26Weist der Ausländer nach, dass zwingende Gründe bestehen, die der Verteilung an einen bestimmten Ort entgegenstehen, so ist dem bei der Verteilung Rechnung zu tragen. Die Amtsermittlungspflicht des beklagten Landes wird insoweit durch die in § 15a Abs. 1 Satz 6 AufenthG vorgegebene Nachweisobliegenheit des Ausländers relativiert. Der Beklagte ist danach nicht gehalten, von Amts wegen nach etwaigen zwingenden Gründen i.S.v. § 15a Abs. 1 Satz 6 AufenthG zu suchen, sondern der Ausländer hat deren Bestehen nachzuweisen. „Nachweisen“ verlangt mehr als „geltend machen“. Der Ausländer ist nach § 15a Abs. 1 Satz 6 AufenthG gehalten, den auf einen zwingenden Grund führenden Sachverhalt so zu unterbreiten, dass die zuständige Behörde grundsätzlich keine eigenen Ermittlungen mehr anzustellen braucht. Dabei kann nicht unberücksichtigt bleiben, dass der Ausländer, der sich auf einen zwingenden Grund i.S.v. § 15a Abs. 1 Satz 6 AufenthG beruft, in der Regel ein eigenes Interesse am Ausgang des Verteilungsverfahrens hat, so dass der gebotene Nachweis im allgemeinen nicht allein durch eigene Behauptungen zu führen sein wird, solange diese nicht durch objektive Umstände, z.B. Belege, bestätigt werden.

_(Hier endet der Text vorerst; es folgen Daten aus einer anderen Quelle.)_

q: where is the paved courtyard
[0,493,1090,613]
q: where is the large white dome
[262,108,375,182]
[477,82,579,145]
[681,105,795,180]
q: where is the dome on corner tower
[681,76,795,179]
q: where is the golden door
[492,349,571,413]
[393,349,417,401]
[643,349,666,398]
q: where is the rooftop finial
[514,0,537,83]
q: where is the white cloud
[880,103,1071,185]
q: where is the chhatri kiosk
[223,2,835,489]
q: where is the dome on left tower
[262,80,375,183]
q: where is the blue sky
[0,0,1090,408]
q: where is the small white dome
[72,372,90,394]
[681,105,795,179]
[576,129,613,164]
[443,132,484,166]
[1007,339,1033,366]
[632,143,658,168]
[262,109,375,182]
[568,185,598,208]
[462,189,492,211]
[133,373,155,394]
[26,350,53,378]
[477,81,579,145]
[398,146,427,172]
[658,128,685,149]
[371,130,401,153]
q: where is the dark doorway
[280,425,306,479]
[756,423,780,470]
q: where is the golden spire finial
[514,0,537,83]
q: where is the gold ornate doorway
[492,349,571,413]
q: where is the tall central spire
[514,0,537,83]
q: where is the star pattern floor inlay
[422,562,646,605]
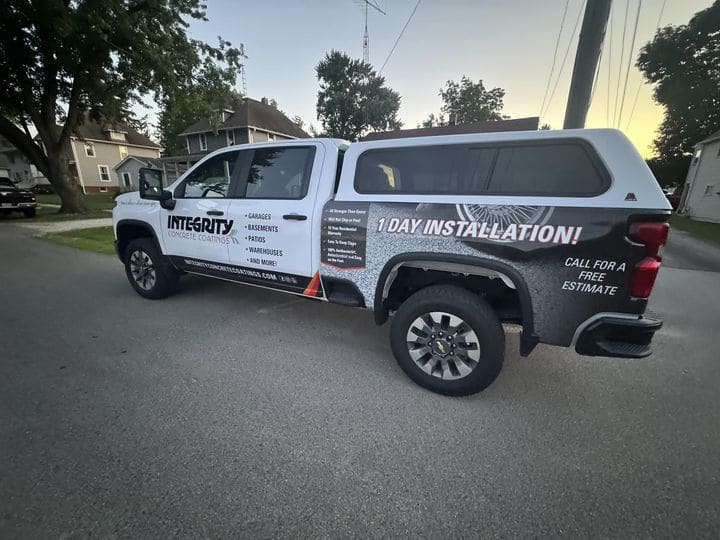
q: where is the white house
[679,131,720,222]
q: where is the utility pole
[563,0,612,129]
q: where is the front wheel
[390,285,505,396]
[124,238,179,300]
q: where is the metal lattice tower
[240,43,247,97]
[363,0,387,64]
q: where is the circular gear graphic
[455,204,554,242]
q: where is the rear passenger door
[228,144,323,292]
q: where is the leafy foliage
[0,0,241,212]
[422,75,508,127]
[637,0,720,161]
[315,51,402,141]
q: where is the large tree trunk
[47,144,85,214]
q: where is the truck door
[228,144,331,296]
[160,151,239,264]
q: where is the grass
[670,215,720,248]
[43,227,115,255]
[35,193,115,211]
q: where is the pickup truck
[113,129,670,395]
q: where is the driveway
[0,226,720,538]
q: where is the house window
[98,165,110,182]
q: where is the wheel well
[117,223,155,259]
[383,266,523,324]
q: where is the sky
[180,0,712,157]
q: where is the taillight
[628,222,670,298]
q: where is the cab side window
[175,152,239,199]
[245,146,315,199]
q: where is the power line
[613,0,630,127]
[605,4,613,127]
[625,0,667,131]
[540,0,587,117]
[378,0,422,75]
[618,0,642,128]
[540,0,570,118]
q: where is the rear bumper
[575,315,662,358]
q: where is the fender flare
[115,219,162,262]
[373,252,540,356]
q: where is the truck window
[245,146,315,199]
[355,141,609,197]
[175,152,239,199]
[488,144,606,197]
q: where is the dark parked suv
[0,178,37,217]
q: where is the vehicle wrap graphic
[170,255,325,298]
[320,201,647,345]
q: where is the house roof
[74,118,160,148]
[180,98,310,139]
[698,131,720,144]
[113,155,162,171]
[360,116,540,141]
[41,116,160,148]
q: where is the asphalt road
[0,224,720,538]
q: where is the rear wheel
[124,238,180,300]
[390,285,505,396]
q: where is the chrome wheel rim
[406,311,480,380]
[130,249,157,291]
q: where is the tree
[637,0,720,163]
[315,51,402,141]
[0,0,240,212]
[422,75,508,127]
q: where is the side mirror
[140,167,163,201]
[140,167,175,210]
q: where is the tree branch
[0,116,50,178]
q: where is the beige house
[679,131,720,222]
[63,120,160,193]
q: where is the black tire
[390,285,505,396]
[123,238,180,300]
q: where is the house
[180,98,310,155]
[113,156,163,191]
[678,131,720,222]
[0,137,49,189]
[60,118,160,193]
[360,116,540,141]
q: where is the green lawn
[43,227,115,255]
[0,193,115,221]
[670,215,720,248]
[35,193,115,211]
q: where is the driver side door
[160,151,240,264]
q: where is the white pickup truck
[113,130,670,395]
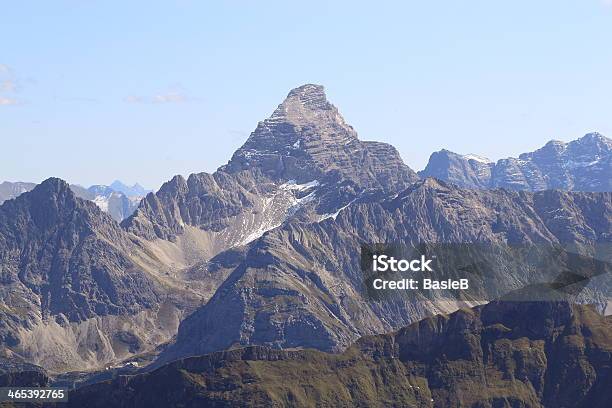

27Senatsbeschluss vom 22. Juli 2014 – 18 B 696/14 -.
28Der Kläger hat für seine Behauptung, er sei am 27. März 1997 geboren und damit minderjährig, keinerlei Nachweise beigebracht. Das vom Institut für Rechtsmedizin des Universitätsklinikums F. erstellte Gutachten vom 18. Juni 2013 kommt zu dem Ergebnis, dass beim Kläger zum Untersuchungszeitpunkt (5. Juni 2013) Volljährigkeit vorlag. Zwar könne ein Alter von knapp unter 18 Jahren nicht mit Sicherheit ausgeschlossen werden, es erscheine aber als denkbar unwahrscheinlich. Mit Blick auf dieses Gutachten hat das Familiengericht L. durch Beschluss vom 6. Dezember 2013 (308 F 64/13) festgestellt, dass die mit Beschluss vom 7. März 2013 angeordnete Vormundschaft für den Kläger nicht vor dem 30. Juni 2014 endet. Zur Begründung hat es ausgeführt, die Vormundschaft sei bis zum 30. Juni 2014 aufrechtzuerhalten. Erst dann könne nach den Angaben des medizinischen Sachverständigen mit hinreichender Sicherheit von einer Volljährigkeit des Klägers ausgegangen werden. Steht der Kläger daher seit dem 1. Juli 2014 nicht mehr unter Vormundschaft, bedarf es keiner Entscheidung, welche Folgen aus § 11 BGB zu ziehen sind, wonach der Minderjährige den Wohnsitz des gesetzlichen Vertreters teilt. Abgesehen davon sei angemerkt, dass aufgrund der vorliegenden Untersuchungsergebnisse davon auszugehen ist, dass der Kläger jedenfalls zum gegenwärtigen Zeitpunkt volljährig ist. Soweit der Kläger sich darauf beruft, Altersfestsetzungsuntersuchungen seien ethisch verwerflich, ist jedenfalls ein Verwertungsverbot der Ergebnisse einer durchgeführten Untersuchung nicht gegeben. Der jugendpsychiatrische Befundbericht vom 13. September 2013 kann die Rechtmäßigkeit des angefochtenen Bescheids schon deshalb nicht in Frage stellen, weil er nicht vor Veranlassung der Verteilung vorgelegt worden ist.
29Die Kostenentscheidung folgt aus § 154 Abs. 2 VwGO; die Streitwertfestsetzung folgt aus §§ 47 Abs. 1 und 3, 52 Abs. 1 und 2 GKG.
30Dieser Beschluss ist unanfechtbar.